Discovery of ‘key’ inflammation trigger behind ageing could help humans live longer

A key driver of chronic inflammation in the body that can accelerate ageing has been discovered by scientists in an advance that can help find new ways to live longer and prevent age-related conditions like Alzheimer’s disease.

Mitochondria in the immune system’s cells that are called macrophages lose their ability to take up and use calcium with age, found the study, published recently in the journal Nature Aging.

Researchers, including those from the University of Virginia Health System, showed this change in mitochondria with age leads to chronic inflammation responsible for many ailments that afflict people in their later years.

Scientists said the findings may lead to new approaches to increase the uptake of calcium by the mitochondria in macrophages to prevent harmful inflammation and its terrible ageing effects.

Macrophages play a crucial role in the immune system, swallowing up dead or dying cells and allowing the removal of debris, as well as patrolling the body for pathogens and other foreign invaders.

While previous research has shown macrophages tend to become less effective with age, it has remained unclear why this happens.

The new study, researchers said, unravels a “keystone” mechanism that leads to age-related changes in the macrophages that make these immune cells prone to chronic, low-grade inflammation.

When macrophages that have undergone such changes are confronted by a pathogen or tissue damage, they can become hyperactive, driving what they call “inflammaging” – chronic inflammation that drives ageing.

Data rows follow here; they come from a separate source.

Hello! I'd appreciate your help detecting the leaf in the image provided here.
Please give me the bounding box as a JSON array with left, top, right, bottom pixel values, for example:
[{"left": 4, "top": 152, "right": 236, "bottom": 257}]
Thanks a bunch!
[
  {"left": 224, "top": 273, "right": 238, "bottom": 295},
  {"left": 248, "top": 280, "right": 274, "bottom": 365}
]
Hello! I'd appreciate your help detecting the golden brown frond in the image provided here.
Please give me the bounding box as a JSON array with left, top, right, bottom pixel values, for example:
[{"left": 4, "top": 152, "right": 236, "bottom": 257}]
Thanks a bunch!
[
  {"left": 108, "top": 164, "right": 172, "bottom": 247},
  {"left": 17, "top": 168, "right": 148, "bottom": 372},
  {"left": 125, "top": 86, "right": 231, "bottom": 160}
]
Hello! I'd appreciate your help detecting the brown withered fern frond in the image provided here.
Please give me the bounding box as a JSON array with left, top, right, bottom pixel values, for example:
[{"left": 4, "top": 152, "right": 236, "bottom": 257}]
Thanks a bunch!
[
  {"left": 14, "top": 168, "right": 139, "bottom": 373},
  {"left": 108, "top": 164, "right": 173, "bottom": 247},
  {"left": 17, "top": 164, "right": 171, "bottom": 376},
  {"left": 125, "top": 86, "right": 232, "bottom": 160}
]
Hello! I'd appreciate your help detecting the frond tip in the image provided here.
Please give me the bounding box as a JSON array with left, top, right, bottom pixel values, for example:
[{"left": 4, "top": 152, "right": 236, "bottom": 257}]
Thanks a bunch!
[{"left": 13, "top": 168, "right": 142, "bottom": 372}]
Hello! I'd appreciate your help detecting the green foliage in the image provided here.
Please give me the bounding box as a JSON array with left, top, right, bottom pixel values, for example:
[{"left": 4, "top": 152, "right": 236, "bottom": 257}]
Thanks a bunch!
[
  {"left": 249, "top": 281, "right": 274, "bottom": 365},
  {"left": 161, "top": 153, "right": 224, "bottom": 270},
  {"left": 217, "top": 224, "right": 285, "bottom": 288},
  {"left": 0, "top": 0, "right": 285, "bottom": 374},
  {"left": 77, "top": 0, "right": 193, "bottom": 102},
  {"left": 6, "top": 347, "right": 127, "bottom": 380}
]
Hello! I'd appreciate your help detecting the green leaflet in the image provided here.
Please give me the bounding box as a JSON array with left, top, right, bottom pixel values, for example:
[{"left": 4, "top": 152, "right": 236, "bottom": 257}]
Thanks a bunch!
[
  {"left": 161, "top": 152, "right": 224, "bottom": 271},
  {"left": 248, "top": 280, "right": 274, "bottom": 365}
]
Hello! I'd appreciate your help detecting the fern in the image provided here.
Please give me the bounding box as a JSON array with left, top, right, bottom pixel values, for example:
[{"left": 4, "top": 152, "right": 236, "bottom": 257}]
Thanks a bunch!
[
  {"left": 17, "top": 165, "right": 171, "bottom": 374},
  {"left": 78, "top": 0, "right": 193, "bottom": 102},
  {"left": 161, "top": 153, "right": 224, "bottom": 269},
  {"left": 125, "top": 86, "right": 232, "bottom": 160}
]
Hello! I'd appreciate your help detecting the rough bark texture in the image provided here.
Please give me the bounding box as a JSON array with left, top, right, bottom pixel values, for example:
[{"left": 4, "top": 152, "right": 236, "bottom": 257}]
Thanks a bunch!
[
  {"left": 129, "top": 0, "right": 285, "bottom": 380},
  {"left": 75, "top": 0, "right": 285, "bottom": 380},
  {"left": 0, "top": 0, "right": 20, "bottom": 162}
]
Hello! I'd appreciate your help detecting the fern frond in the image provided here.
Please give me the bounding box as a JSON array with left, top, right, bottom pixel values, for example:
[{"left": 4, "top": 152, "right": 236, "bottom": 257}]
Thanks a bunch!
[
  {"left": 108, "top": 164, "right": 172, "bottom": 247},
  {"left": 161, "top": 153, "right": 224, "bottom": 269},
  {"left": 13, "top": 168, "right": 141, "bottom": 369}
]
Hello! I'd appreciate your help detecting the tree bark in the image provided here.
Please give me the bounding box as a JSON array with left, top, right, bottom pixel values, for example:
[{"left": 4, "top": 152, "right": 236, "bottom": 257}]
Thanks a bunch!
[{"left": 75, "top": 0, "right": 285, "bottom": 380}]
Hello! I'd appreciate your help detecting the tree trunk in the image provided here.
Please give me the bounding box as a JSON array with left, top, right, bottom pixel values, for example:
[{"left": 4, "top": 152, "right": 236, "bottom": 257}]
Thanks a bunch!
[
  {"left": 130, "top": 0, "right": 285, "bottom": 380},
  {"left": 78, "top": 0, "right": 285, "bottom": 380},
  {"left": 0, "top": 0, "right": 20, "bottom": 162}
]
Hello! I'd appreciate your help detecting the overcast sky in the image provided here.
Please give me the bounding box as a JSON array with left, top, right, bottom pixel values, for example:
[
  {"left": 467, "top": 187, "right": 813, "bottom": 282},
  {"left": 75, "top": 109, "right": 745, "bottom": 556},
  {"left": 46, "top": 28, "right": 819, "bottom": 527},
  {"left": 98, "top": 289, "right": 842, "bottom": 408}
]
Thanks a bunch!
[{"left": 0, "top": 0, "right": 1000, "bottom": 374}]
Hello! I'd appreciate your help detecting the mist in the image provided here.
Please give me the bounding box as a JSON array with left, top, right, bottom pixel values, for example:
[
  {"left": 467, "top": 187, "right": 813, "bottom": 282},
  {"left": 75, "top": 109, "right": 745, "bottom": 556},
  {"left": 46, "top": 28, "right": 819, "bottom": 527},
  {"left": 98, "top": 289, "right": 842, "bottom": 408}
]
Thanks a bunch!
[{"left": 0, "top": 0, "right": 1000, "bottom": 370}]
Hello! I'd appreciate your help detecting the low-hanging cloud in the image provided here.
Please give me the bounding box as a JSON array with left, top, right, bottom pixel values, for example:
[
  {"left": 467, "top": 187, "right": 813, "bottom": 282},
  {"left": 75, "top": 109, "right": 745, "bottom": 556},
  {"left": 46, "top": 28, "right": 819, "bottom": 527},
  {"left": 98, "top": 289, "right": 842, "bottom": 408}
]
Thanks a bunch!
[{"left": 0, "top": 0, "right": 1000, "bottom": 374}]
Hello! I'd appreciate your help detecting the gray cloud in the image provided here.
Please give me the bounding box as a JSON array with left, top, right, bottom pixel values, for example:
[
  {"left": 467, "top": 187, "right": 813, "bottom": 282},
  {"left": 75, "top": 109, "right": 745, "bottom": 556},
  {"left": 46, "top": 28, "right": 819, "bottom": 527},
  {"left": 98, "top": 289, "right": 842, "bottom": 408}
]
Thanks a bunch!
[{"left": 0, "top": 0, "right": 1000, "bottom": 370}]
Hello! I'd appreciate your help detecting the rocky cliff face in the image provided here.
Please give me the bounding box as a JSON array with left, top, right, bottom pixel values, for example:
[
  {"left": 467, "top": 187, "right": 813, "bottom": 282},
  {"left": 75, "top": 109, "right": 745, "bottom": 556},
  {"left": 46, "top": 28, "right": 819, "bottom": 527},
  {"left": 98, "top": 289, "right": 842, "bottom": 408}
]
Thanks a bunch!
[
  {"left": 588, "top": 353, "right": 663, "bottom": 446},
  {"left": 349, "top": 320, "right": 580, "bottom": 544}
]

Targeting the macrophages with appropriate drugs may allow the slowing of age-associated neurodegenerative diseases, scientists said.

“I think we have made a key conceptual breakthrough in understanding the molecular underpinnings of age-associated inflammation,” study co-author Bimal Desai said.

“This discovery illuminates new therapeutic strategies to interdict the inflammatory cascades that lie at the heart of many cardiometabolic and neurodegenerative diseases,” Dr Desai said.

The newly discovered mechanism may also explain similar changes in many other related immune cells generated in the bone marrow, researchers said.

They suspect that finding new ways to stimulate the proper functioning of cells that have undergone such changes could potentially give the immune systems a big boost in old age.